Toray Industries, Inc.

Background

Digital Annealer expected to solve complex optimization problems

The limit to increases in computer performance, as expressed in Moore’s Law^*1 , is fast approaching. It is anticipated that quantum computing will provide the solution to this, becoming the next generation of computing architecture. However, few actual solutions are currently available. Fujitsu’s Digital Annealer is one such solution, designed for solving combinatorial optimization problems by adopting a general purpose solution called the ‘simulated annealing’ method. It brings advantages of quantum computer into the digital circuit. Fujitsu is already conducting joint research with a number of companies to discover groundbreaking ways of using the Digital Annealer in business, and Toray Industries (Toray) is one of partners.

The first theme of the joint research between Toray and Fujitsu was the optimization of molecular structures. They verified predictions of the most stable structures of proteins by using Digital Annealer. According to Dr. Ryuji Tanimura, Head of Computer-Aided Drug Design, Pharmaceutical Research Laboratories at Toray, “Proteins, which include enzymes, antibodies and receptors, form complex structures and experimentation to analyze them is extremely labor-intensive.”
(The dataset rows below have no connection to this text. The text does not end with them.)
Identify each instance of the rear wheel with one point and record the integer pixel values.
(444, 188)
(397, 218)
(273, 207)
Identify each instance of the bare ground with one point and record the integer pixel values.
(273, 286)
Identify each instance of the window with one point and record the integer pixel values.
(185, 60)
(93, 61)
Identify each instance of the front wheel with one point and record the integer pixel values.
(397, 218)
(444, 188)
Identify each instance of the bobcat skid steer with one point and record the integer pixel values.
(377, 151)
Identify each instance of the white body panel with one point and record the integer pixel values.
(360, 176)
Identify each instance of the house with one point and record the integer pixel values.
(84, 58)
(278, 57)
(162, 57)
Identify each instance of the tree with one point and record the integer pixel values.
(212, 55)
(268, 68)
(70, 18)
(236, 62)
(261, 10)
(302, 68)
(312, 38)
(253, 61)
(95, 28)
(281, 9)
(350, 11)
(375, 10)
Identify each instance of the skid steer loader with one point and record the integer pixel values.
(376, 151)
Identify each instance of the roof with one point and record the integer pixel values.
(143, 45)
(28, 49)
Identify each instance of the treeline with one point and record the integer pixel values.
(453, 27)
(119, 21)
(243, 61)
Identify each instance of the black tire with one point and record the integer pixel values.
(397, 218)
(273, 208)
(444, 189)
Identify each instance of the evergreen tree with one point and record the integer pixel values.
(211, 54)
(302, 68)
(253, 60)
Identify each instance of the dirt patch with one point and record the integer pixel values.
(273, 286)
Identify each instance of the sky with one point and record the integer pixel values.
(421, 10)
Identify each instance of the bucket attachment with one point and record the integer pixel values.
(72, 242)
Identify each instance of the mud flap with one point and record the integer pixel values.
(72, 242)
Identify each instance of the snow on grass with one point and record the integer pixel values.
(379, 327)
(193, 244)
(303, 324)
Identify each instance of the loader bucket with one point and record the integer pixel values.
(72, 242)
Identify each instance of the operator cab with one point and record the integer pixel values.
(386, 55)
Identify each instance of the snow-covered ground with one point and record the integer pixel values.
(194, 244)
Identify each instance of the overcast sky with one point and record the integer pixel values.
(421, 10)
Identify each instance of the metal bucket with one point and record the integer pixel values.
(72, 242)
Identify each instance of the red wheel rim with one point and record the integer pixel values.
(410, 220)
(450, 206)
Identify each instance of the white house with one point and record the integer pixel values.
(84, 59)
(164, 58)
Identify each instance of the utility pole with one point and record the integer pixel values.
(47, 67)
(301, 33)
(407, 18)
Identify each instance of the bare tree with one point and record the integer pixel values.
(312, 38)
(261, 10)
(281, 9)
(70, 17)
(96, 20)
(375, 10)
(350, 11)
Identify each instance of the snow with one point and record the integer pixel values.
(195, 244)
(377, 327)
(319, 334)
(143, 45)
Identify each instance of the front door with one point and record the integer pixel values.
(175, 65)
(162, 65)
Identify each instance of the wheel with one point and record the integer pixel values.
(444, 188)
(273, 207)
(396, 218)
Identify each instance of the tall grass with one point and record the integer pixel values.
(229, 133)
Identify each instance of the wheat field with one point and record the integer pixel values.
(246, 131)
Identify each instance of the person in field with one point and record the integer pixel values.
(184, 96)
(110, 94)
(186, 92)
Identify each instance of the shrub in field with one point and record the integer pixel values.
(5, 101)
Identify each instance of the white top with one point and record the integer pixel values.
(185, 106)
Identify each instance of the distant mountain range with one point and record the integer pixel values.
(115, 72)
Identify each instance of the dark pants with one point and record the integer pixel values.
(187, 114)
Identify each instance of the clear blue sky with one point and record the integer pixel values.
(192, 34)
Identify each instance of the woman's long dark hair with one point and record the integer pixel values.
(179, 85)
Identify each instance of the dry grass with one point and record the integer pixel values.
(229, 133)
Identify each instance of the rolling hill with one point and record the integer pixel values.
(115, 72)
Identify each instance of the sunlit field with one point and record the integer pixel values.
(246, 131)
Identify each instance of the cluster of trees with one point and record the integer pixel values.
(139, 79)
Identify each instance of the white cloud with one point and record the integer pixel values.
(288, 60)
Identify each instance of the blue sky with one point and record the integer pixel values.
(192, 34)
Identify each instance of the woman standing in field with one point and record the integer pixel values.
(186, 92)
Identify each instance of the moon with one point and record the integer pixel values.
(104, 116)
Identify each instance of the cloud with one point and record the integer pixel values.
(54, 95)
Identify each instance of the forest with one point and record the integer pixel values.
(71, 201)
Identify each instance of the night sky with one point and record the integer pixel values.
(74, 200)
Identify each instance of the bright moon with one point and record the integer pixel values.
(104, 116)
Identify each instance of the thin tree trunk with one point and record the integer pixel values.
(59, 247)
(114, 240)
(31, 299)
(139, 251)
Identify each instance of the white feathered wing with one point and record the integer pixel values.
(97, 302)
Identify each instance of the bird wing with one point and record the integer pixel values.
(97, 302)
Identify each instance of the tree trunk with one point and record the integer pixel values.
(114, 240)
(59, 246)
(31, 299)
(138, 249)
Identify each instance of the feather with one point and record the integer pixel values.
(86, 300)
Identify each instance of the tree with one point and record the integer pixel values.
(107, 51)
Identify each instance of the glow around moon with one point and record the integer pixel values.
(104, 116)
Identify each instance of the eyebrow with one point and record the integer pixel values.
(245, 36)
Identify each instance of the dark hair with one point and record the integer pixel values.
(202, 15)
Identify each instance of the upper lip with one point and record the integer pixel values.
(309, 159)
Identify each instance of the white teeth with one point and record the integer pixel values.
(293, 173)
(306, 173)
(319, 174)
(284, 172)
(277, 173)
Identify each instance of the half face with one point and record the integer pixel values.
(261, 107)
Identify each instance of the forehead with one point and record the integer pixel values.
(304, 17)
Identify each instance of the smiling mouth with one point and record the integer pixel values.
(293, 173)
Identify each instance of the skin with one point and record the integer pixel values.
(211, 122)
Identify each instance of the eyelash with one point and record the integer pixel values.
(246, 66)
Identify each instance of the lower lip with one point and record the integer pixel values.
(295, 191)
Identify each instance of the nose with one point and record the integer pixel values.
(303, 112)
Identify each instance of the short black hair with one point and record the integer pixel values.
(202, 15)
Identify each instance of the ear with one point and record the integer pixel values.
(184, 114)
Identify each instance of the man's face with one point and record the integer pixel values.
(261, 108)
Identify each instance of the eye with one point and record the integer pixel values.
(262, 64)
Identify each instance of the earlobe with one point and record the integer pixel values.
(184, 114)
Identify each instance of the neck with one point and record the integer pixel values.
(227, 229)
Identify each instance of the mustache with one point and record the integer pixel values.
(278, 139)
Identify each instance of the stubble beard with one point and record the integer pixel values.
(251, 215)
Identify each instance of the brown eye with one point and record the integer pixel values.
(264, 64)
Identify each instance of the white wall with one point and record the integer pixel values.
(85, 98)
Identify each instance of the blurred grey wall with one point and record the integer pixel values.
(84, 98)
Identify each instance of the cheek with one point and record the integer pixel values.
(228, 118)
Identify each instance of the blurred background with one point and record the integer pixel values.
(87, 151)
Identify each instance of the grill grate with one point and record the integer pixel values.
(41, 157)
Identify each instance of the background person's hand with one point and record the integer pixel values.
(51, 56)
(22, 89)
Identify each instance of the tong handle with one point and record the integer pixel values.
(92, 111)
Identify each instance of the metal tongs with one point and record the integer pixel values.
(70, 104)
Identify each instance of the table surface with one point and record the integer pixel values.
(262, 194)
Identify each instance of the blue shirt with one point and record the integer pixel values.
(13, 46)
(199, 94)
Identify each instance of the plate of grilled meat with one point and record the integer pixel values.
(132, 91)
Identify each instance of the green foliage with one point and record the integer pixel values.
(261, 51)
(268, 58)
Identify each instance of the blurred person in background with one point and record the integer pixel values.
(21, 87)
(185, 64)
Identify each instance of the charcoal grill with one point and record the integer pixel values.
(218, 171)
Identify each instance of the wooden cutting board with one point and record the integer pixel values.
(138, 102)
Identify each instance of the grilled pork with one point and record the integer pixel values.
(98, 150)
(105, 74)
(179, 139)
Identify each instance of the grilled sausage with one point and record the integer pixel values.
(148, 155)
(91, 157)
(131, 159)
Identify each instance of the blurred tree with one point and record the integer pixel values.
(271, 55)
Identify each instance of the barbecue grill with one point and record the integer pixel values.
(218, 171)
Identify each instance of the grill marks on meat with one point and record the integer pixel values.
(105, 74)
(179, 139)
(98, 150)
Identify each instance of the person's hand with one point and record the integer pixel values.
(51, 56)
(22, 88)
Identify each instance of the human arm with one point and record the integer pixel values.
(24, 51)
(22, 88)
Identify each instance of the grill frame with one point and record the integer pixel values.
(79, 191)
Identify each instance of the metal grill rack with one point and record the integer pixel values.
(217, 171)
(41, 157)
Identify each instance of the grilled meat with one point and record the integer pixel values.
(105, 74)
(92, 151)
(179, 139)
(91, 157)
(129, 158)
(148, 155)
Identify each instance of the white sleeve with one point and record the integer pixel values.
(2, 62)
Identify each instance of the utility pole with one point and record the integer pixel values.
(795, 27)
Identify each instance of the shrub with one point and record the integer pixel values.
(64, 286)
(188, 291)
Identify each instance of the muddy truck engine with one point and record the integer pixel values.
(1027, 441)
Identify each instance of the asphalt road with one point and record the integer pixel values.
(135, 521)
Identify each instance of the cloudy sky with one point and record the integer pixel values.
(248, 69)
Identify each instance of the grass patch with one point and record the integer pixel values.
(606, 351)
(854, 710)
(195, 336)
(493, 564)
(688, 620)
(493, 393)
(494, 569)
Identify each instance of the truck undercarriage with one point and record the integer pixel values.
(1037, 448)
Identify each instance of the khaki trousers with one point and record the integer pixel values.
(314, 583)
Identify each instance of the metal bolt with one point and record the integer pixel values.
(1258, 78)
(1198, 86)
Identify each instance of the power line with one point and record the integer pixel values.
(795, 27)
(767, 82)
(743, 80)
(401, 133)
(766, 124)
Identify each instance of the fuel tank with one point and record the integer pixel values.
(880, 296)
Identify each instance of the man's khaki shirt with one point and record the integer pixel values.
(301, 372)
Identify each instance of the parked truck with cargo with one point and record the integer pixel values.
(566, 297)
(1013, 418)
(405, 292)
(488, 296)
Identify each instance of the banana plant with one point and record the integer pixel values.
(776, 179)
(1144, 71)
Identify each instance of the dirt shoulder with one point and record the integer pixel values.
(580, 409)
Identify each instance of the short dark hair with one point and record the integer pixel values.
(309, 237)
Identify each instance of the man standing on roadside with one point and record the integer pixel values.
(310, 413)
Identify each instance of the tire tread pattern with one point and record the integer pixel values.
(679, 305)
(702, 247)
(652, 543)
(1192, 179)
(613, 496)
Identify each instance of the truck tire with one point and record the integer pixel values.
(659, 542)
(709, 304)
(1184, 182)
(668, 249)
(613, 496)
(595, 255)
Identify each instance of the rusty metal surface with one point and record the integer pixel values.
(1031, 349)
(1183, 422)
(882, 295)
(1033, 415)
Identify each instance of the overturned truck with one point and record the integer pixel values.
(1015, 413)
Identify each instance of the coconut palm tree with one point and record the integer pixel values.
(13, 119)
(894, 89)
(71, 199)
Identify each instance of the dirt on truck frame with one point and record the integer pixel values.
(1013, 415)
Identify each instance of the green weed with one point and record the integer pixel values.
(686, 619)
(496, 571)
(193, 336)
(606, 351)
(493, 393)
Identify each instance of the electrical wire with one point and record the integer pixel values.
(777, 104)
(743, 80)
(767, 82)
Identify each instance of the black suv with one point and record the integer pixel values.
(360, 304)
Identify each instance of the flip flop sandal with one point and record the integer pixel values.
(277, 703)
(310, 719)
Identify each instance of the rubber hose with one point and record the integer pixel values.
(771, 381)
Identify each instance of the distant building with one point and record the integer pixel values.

To determine the structure of a protein through experimentation, crystals with stable molecular structures must be created and analyzed with X-rays or other techniques. However, crystallizing and stabilizing proteins is a difficult process. Growing protein crystals is a time-consuming process. It can take anywhere from a few months to half a year, or even more in some cases and it is not uncommon to discover, even after investing all this time that the process has failed. Consequently, to overcome such lengthy intervals, researchers are looking to computation as a means of predicting the optimal combinations of different, novel molecular arrangements, what is known technically as the side chain^*2 conformation^*3 of proteins.

Dr. Tanimura explains, “Combination algorithms capable of predicting optimal structures have been available before. The performance of conventional general-purpose computers has allowed us to use these to make predictions for small proteins, but as the combinations of the side chain conformation increase, it was hard to reach answers in practical time.”

Toray looked to the Digital Annealer as a means of potentially overcoming this problem.

• *1
  Moore’s Law is a prediction that the number of elements in an integrated circuit would double every 18 months in Semiconductor industry
• *2
  A spot where branches from main chain of proteins
• *3
  The spatial arrangement of the atoms affording distinction between stereoisomers which can be interconverted by rotations about formally single bonds

Outcome and next step

A shift to “in silico” is changing the rules of the market competition

This co-creation project between Toray and Fujitsu provided confidence in the ability of the Digital Annealer to design proteins, so the development of a design program for predicting desired protein structures is being considered as the next step. Meanwhile, Toray and Fujitsu are currently planning their next joint research project to conduct trials in the area of new materials, which accounts for a large share of Toray’s sales. The two companies have also begun to investigate the formulation of new algorithms to use the Digital Annealer for simulating the development of polymers and other materials.

Digital Annealer used in this project had 1,024 bits connectivity, and will evolve into a second generation with 8,192 bits, which will expand the scope of its application. It is also expected to be able to solve more complex problems.

Dr. Tanimura explains his vision, “In the past, drug candidates were evaluated randomly, with verification through animal testing at the end. There can be up to a million possibilities. By narrowing numbers of evaluating methods down through the computation as much as possible, we hope to reduce the number of possibilities down to 1,000 or even 100.” This represents a shift from in vivo (animal experiments) through to in vitro (test tube experiments) and now to in silico (computer experiments).

This shift changes the principles of research and development of new medicine competition. “If we can improve the precision of in silico, it will become a contest of intelligence rather than scale and size. That is the world that I wish to see,” concludes Dr. Tanimura enthusiastically. Fujitsu and Toray have launched a co-creation initiative that will open frontiers and bring us to the next level.